Je vous dois mille remerciements pour les bontés que vous avez eues pour moi à Colmar ; elles faisaient ma consolation au milieu des chagrins attachés à mon sort. Je ne suis pas plus heureux à Lyon, où la dureté du philosophe que j’ai le malheur de suivre ne cesse de me rendre la vie affreuse. C’est un esclavage dans lequel je vis depuis trois ans, et dont j’allais briser les chaînes à mon départ de Colmar. Je crois, monsieur, pouvoir m’ouvrir à vous sans crainte ; vous êtes prudent, discret, et vous m’avez paru vous intéresser à ce qui me regarde. Voici le fait.

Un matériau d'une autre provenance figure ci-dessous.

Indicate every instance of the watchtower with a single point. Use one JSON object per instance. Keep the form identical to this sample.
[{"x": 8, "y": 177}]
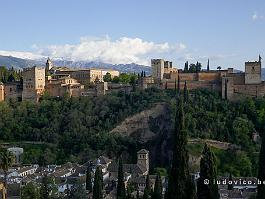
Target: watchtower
[
  {"x": 143, "y": 159},
  {"x": 253, "y": 72}
]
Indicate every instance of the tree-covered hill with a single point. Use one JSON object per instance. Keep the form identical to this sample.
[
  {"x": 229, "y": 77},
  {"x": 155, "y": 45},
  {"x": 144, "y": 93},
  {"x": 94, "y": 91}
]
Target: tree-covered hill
[{"x": 77, "y": 129}]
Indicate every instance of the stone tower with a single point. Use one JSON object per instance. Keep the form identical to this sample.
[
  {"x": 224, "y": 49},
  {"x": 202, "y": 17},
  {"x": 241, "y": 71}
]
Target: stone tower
[
  {"x": 48, "y": 65},
  {"x": 2, "y": 92},
  {"x": 158, "y": 68},
  {"x": 143, "y": 159},
  {"x": 33, "y": 83},
  {"x": 253, "y": 72}
]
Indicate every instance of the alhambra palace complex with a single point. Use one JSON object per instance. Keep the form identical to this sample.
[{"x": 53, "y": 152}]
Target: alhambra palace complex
[{"x": 57, "y": 81}]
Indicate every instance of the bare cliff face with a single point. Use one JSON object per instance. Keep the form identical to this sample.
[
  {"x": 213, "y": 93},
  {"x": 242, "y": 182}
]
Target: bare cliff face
[{"x": 152, "y": 129}]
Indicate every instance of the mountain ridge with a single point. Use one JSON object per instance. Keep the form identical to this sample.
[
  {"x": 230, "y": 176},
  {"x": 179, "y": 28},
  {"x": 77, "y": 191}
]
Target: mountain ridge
[{"x": 19, "y": 63}]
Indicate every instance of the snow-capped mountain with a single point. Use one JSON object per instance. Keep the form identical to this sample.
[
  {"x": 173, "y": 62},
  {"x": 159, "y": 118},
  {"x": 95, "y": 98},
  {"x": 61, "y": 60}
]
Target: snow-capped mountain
[{"x": 19, "y": 63}]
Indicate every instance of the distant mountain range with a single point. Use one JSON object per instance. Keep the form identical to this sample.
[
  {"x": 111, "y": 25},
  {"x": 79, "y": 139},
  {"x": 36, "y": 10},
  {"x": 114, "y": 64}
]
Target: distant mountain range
[{"x": 19, "y": 63}]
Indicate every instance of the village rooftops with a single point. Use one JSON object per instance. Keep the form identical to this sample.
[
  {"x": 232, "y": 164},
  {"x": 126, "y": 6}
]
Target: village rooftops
[
  {"x": 143, "y": 151},
  {"x": 129, "y": 168}
]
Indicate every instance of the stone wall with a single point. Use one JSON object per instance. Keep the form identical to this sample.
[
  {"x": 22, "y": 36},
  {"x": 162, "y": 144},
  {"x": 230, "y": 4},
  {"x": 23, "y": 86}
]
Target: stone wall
[{"x": 2, "y": 92}]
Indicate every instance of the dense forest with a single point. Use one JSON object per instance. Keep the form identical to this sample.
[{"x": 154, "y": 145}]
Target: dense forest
[{"x": 77, "y": 129}]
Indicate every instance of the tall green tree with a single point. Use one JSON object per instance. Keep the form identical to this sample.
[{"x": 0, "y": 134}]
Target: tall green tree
[
  {"x": 158, "y": 188},
  {"x": 47, "y": 188},
  {"x": 208, "y": 65},
  {"x": 230, "y": 186},
  {"x": 121, "y": 192},
  {"x": 179, "y": 177},
  {"x": 6, "y": 160},
  {"x": 98, "y": 186},
  {"x": 107, "y": 77},
  {"x": 186, "y": 67},
  {"x": 261, "y": 172},
  {"x": 186, "y": 93},
  {"x": 88, "y": 180},
  {"x": 206, "y": 186},
  {"x": 77, "y": 191},
  {"x": 30, "y": 191},
  {"x": 147, "y": 190}
]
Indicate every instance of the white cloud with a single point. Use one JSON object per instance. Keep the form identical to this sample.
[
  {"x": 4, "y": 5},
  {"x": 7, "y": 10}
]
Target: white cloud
[
  {"x": 256, "y": 16},
  {"x": 120, "y": 51},
  {"x": 21, "y": 54}
]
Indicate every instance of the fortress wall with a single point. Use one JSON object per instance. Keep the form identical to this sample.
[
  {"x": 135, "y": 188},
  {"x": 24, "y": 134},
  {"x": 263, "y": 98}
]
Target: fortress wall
[
  {"x": 238, "y": 78},
  {"x": 191, "y": 85},
  {"x": 253, "y": 90},
  {"x": 188, "y": 76},
  {"x": 209, "y": 76}
]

On allait partir de votre ville, et les chevaux étaient prêts. La berline parut trop chargée au philosophe, et il ordonna sur-le-champ qu’on détachât tout, et qu’on n’y laissât que sa malle et celle de sa nièce. Je ne portais avec moi qu’un petit porte-manteau où j’avais une douzaine de chemises et quelques hardes nécessaires. Il me fit dire de tout vendre. La proposition était d’un fou, et j’allai lui dire poliment que ses extravagances étaient insoutenables, que je lui demandais mon congé, et que je le priais d’arranger mon compte. « Je suis fâché, dit-il, que vous vouliez me quitter ; et par rapport à notre compte, je vous dois 19 livres : tenez ; » et il met un louis d’or dans ma main, de la même façon qu’on ferait présent de dix mille pistoles dont on veut paraître honteux. « Monsieur, lui dis-je en regardant ce qu’il me donnait, je m’en vais vous faire rendre cent sols. — Non…, non…, dit-il. — Je vous demande pardon, lui répliquai-je ; il vous revient 5 livres. — Je vous en prie, dit-il, acceptez cette petite bagatelle. » L’occasion me parut trop belle, et je le remerciai, en lui protestant qu’il avait trop de bontés pour moi. Je sortis immédiatement de sa chambre. Sa nièce était auprès de lui ; elle lui en dit apparemment un mot : et comme j’allais gagner la chambre que j’occupais chez Mme  Goll, j’aperçus le philosophe courant après moi :

  1. Cette seconde pancarte était probablement une reconnaissance de la somme de 10,000 livres, prêtée à Scbœpflin le jeune par Voltaire, qui lui avait fait présent des Annales de l’Empire. Les mauvaises affaires de cet imprimeur, dont la papeterie (celle de Luttenbach) ne tarda pas à être vendue, ne lui permirent sans doute pas de rembourser son bienfaiteur, au moins en entier. (Cl.)
  2. Pline, épître xi.
  3. Lettres inédites de Voltaire, etc., 1821.